I recently finished Peter Kreeft’s “Jesus-Shock.”
When I read Wisdom and Wonder꞉ How Peter Kreeft Shaped the Next Generation of Catholics this was one of the books frequently mentioned by others.
Peter Kreeft’s diagnosis is spot on in that one of our sins is that we have made Christianity boring. We are complicit in our complacency. Our lack of wonder and joy shows that we don’t know Jesus. We are fighting about the little things instead of proclaiming the great things.
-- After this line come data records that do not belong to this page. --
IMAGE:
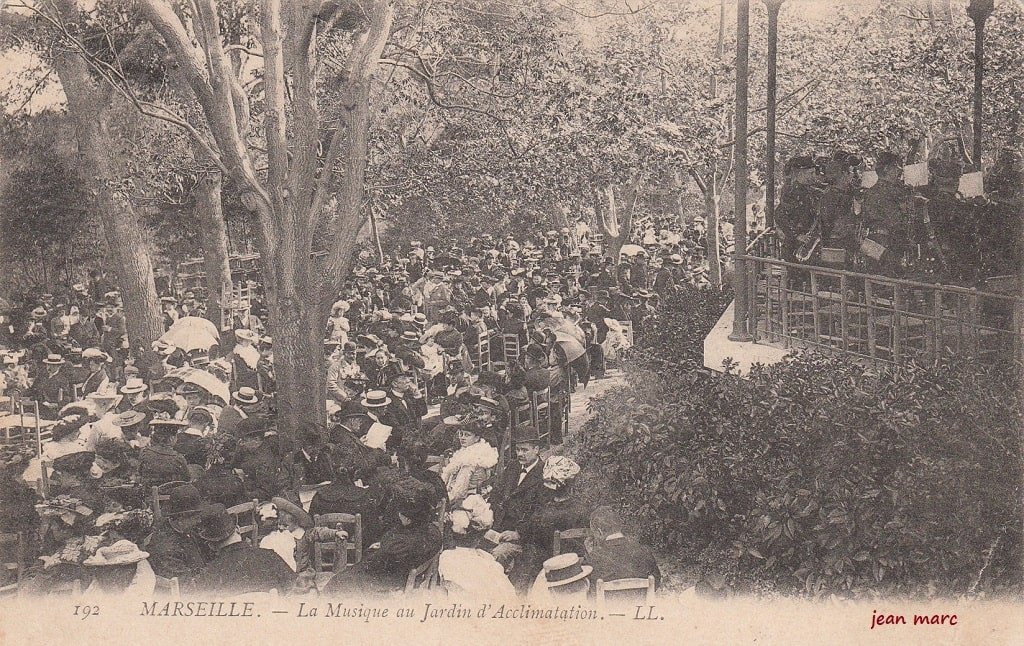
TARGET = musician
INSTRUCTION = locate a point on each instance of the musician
(797, 216)
(887, 212)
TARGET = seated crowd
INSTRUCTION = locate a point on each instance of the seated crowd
(449, 384)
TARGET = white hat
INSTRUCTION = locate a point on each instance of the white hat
(133, 385)
(121, 553)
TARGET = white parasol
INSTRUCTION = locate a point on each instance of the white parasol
(202, 379)
(192, 333)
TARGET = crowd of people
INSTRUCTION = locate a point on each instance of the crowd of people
(449, 379)
(921, 227)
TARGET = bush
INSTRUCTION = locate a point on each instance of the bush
(818, 475)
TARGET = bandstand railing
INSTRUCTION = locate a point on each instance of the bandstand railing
(880, 318)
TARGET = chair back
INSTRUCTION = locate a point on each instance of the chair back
(423, 576)
(540, 411)
(626, 591)
(350, 550)
(247, 521)
(12, 547)
(167, 587)
(577, 533)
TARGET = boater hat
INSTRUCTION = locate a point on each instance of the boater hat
(564, 569)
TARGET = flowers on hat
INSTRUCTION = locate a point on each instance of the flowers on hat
(558, 470)
(474, 514)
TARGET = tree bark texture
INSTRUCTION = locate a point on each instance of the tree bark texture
(97, 151)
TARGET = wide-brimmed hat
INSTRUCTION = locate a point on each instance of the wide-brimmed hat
(525, 433)
(375, 399)
(246, 335)
(123, 552)
(246, 395)
(215, 524)
(95, 353)
(79, 462)
(300, 515)
(128, 418)
(133, 386)
(564, 569)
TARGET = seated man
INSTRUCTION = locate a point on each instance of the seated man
(415, 541)
(613, 555)
(238, 569)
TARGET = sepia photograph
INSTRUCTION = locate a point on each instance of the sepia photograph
(477, 321)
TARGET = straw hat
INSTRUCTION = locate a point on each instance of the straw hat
(121, 553)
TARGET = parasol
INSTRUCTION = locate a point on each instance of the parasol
(201, 379)
(192, 333)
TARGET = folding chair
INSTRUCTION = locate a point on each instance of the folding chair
(351, 524)
(423, 576)
(247, 521)
(167, 587)
(12, 546)
(160, 497)
(567, 534)
(633, 588)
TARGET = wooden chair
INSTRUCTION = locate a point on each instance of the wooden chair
(167, 587)
(351, 524)
(247, 521)
(632, 586)
(12, 546)
(159, 497)
(567, 534)
(423, 576)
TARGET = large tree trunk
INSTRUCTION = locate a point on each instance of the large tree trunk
(614, 223)
(210, 214)
(89, 110)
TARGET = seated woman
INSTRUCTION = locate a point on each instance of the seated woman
(471, 465)
(562, 511)
(121, 569)
(343, 497)
(465, 569)
(412, 543)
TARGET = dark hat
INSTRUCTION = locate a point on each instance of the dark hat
(886, 160)
(215, 524)
(78, 463)
(182, 499)
(802, 162)
(412, 499)
(525, 433)
(165, 426)
(946, 169)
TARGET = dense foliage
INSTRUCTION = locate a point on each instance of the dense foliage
(821, 476)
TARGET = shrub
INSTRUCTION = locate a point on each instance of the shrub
(818, 475)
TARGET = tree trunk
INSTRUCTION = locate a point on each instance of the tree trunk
(300, 371)
(88, 109)
(210, 214)
(713, 206)
(614, 223)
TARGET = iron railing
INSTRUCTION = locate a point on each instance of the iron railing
(879, 317)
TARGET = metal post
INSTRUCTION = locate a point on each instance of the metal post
(773, 9)
(739, 276)
(979, 10)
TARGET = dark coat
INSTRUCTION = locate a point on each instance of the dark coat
(623, 558)
(219, 484)
(348, 499)
(239, 569)
(516, 504)
(385, 570)
(174, 554)
(162, 464)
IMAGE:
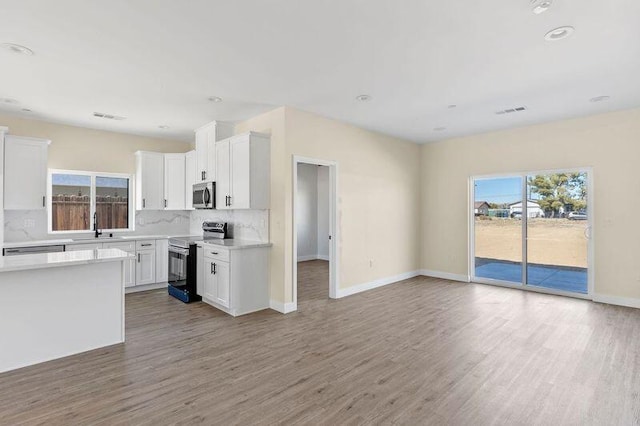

Kreeft writes that Jesus was never boring and his wonderful chapter detailing so many instances of Jesus-Shock in the Gospel points this out. There was constant astonishment regarding him wherever he went. There were no neutral reactions regarding those who met him.
Kreeft has such a great ability when it comes to a turn of phrase and his eloquence helps you stop and think. For me to stop and pray and wonder and rejoice.
A small sample of what I highlighted:
God appeared to Job, but not to the three friends (42:5). And He said that the three had not “spoken rightly” of Him, but Job had (42:7). Why? Because Job had practiced God’s presence: he prayed. He alone talked to God as present even though he did not feel that presence. The three “friends” were deists. Most theists are deists most of the time, in practice if not in theory. They practice the absence of God instead of the presence of God.